Calico is the most widely deployed option. It runs as a daemonset alongside the AWS VPC CNI on EKS, leaving the existing CNI’s IPAM and routing intact while adding policy enforcement. Setup is straightforward: install the Tigera Calico operator, and your existing NetworkPolicy objects start being enforced immediately. Calico also supports GlobalNetworkPolicy (a Calico-specific CRD) which lets you apply cluster-wide default-deny rules without writing a policy per namespace.

Cilium replaces the CNI entirely. Its eBPF dataplane bypasses iptables, which matters at scale: iptables rule processing time grows linearly with rule count, while eBPF is O(1). Cilium also provides Hubble, a network observability layer that shows per-connection flow data without additional tooling.

AWS Network Policy Controller (available since EKS 1.25) is the zero-friction option for EKS users. It works natively with the AWS VPC CNI, requires no CNI replacement, and is installable as a managed EKS addon. The tradeoff: it enforces only standard Kubernetes NetworkPolicy spec with no extensions.

CNI Option	Enforcement Layer	EKS Setup	Observability	Cluster-Wide Policy
AWS NPC addon	iptables via VPC CNI	Managed addon	None built-in	No
Calico (standalone)	iptables + nftables	Operator install	Flow logs (Enterprise)	GlobalNetworkPolicy CRD
Cilium	eBPF (replaces CNI)	Full CNI migration	Hubble (built-in)	CiliumClusterwideNetworkPolicy

For teams already working on Kubernetes multi-tenancy with namespace isolation, default-deny NetworkPolicy is a natural extension: the same namespace boundary that isolates resource quotas also becomes the unit of egress control.

Connecting NetworkPolicy to Your FinOps Process

NetworkPolicy enforcement changes your NAT Gateway cost trajectory. But it only produces lasting savings if the policy is maintained as workloads change. That requires connecting the security and cost disciplines together.

The practical mechanism is a monthly egress review. Run VPC Flow Logs or Cilium Hubble queries to find pods generating the most NAT Gateway traffic. Compare against their NetworkPolicy allow rules. If a pod is hitting allowed endpoints at high volume, those are legitimate calls to optimize at the application layer. If a pod is hitting endpoints not in your allowlist, your policy has a gap.

Teams that treat this as a one-time setup see savings erode over 6-12 months as new workloads deploy with incomplete policy coverage. Teams that make egress policy review part of their regular cloud cost governance practice hold the savings.

A sudden spike in NAT Gateway data processing is almost always a new workload without egress policy. Alerting on that metric gives you a feedback loop that catches gaps before they compound.

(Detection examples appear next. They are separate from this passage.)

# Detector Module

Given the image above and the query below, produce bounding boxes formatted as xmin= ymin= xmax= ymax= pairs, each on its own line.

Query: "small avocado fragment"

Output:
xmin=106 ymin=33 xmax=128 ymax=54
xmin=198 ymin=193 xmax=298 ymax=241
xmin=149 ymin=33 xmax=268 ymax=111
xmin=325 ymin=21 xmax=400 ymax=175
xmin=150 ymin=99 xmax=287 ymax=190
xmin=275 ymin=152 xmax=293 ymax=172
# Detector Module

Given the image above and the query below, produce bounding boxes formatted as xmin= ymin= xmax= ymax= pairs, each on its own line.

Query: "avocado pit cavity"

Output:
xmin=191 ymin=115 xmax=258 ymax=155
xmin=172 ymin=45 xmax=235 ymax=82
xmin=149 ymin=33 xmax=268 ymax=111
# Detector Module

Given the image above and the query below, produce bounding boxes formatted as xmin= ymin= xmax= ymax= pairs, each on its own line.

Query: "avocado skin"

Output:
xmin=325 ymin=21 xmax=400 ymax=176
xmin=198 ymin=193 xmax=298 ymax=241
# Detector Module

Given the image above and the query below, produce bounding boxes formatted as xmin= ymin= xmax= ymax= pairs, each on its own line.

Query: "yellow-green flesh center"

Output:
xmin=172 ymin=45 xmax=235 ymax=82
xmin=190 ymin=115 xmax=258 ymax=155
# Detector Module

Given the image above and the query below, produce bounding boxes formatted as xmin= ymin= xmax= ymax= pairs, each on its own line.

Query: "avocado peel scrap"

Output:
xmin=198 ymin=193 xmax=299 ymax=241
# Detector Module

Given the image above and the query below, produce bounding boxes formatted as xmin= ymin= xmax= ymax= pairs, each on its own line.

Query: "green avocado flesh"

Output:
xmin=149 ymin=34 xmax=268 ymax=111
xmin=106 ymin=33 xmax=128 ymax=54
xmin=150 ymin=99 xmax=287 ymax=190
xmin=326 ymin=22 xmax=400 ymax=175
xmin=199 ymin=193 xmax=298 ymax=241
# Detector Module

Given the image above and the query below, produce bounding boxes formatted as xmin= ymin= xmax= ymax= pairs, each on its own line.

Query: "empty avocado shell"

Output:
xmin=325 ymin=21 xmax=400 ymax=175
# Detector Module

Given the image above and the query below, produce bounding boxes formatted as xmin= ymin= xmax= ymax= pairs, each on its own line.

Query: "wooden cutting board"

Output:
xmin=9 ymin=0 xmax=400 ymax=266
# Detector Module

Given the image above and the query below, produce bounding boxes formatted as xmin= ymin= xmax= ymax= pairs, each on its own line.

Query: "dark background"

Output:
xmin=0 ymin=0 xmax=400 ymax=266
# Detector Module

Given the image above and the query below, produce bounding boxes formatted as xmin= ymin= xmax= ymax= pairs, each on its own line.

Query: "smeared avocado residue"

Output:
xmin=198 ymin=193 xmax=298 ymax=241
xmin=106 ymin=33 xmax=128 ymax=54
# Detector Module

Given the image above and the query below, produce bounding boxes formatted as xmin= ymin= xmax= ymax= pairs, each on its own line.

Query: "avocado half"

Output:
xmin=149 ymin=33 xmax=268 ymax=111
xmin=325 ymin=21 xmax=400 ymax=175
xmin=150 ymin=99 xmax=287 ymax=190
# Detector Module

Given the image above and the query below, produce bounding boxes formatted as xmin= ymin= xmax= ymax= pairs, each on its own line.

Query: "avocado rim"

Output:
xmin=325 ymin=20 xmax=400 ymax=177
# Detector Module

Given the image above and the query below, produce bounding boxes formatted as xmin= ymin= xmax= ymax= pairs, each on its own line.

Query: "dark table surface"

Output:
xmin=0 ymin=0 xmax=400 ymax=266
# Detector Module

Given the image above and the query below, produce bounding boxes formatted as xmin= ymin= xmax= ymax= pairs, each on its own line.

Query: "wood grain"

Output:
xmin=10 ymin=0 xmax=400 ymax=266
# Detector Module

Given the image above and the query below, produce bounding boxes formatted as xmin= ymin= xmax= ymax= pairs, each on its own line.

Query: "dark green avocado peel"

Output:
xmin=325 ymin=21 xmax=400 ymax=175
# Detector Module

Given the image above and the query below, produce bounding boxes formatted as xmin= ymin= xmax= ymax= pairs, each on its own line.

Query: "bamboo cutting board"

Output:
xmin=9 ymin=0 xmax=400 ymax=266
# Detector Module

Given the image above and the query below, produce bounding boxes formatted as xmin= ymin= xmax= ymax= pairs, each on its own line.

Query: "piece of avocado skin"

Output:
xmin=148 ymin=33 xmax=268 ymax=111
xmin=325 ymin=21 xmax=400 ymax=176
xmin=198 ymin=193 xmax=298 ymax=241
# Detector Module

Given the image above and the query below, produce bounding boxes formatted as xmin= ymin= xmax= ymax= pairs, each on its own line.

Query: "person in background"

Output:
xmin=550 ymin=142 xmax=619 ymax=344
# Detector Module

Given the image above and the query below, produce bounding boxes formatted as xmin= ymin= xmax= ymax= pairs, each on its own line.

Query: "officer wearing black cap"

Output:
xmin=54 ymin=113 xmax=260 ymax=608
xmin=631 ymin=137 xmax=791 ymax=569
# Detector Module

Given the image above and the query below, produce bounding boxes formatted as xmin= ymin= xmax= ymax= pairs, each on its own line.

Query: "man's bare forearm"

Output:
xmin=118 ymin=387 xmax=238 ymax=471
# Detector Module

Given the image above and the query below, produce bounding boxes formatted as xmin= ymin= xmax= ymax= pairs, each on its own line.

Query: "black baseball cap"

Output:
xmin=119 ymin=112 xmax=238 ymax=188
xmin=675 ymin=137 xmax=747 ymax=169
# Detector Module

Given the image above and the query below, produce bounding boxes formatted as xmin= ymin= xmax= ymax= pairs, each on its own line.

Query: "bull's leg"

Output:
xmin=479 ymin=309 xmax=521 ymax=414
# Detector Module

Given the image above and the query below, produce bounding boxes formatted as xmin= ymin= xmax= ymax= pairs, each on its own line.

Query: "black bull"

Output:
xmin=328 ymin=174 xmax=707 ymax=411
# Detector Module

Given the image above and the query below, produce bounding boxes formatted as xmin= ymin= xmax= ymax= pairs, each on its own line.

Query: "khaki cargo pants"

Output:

NetworkPolicy does not automatically understand your workload’s external dependencies or write allow rules for you. The audit work is manual. The policy maintenance is ongoing. But the cost reduction is real, the security benefit is real, and the two come from the same configuration change. Most cost controls in cloud infrastructure require dedicated engineering effort for financial benefit alone. This one delivers both simultaneously.